Jake grinned. "You haven't hit me since we were in Vermont."
"So, you aching to get smacked?" Cammie returned, an eyebrow arched, "There's a difference between today and a bad day. But if you're aching for it I suppose I could let you taste my left hook."
He held his hands up in front of him defensively. "Believe me, I'd rather you not hit me. I got enough of that in Vermont. I just thought I'd point it out."
"Yeah. Generally if you're not in a Mosh Pit or a cheap bar you're safe from the wrath of my fists," Cammie said.
"I find that hard to believe," Jake protested. "I hardly ever hang out in mosh pits or cheap bars, and you still tried to beat the crap out of me."
"I thought my parents were going to be killed," Cammie returned, "And you were being an idiot."

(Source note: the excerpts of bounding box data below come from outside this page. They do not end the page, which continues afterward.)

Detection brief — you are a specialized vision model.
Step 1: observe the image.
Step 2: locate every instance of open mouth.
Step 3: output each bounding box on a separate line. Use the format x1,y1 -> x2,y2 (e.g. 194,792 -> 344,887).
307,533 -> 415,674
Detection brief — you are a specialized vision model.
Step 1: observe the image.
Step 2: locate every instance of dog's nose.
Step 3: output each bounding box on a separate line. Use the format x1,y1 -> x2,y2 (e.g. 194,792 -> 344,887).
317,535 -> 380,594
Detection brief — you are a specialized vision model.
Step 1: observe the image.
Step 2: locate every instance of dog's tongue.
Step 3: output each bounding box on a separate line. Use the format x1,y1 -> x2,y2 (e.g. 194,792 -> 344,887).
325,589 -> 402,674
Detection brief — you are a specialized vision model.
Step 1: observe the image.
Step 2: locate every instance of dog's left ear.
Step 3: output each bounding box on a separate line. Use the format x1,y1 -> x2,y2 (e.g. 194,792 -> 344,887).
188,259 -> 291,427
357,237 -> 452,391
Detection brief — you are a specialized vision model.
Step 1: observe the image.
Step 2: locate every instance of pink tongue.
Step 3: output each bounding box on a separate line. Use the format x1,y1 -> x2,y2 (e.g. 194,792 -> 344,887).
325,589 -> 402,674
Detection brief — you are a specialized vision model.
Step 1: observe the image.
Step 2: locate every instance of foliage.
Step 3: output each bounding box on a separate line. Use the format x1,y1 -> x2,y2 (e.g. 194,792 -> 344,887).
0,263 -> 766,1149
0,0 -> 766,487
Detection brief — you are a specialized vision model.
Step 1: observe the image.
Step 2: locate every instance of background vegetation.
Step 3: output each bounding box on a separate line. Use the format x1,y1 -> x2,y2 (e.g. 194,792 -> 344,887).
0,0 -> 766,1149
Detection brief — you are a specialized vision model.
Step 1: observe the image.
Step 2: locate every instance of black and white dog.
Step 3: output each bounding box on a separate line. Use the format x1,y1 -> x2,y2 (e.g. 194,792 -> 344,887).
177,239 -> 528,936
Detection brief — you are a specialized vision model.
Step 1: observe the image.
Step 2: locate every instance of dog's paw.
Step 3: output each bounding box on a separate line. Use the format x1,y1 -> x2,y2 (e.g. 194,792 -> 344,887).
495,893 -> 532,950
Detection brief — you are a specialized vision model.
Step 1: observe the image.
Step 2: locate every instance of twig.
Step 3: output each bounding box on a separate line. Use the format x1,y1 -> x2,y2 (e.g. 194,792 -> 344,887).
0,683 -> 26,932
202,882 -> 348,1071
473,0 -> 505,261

"I was not!" he retorted, although he was laughing. "I was trying to keep us from getting kidnapped or killed, or worse. And it worked, didn't it?"
"Initial inspection says yes. But the Matrix still has you," Cammie said.
"Damn," he sighed. "At least it has tasty donuts."
"Yeah. Something has to be good about this place. Might as well be the fried dough nuts of some unsuspecting pastry," Cammie returned.
"And the charming company," he said graciously, and then ruined the effect by grinning goofily at her.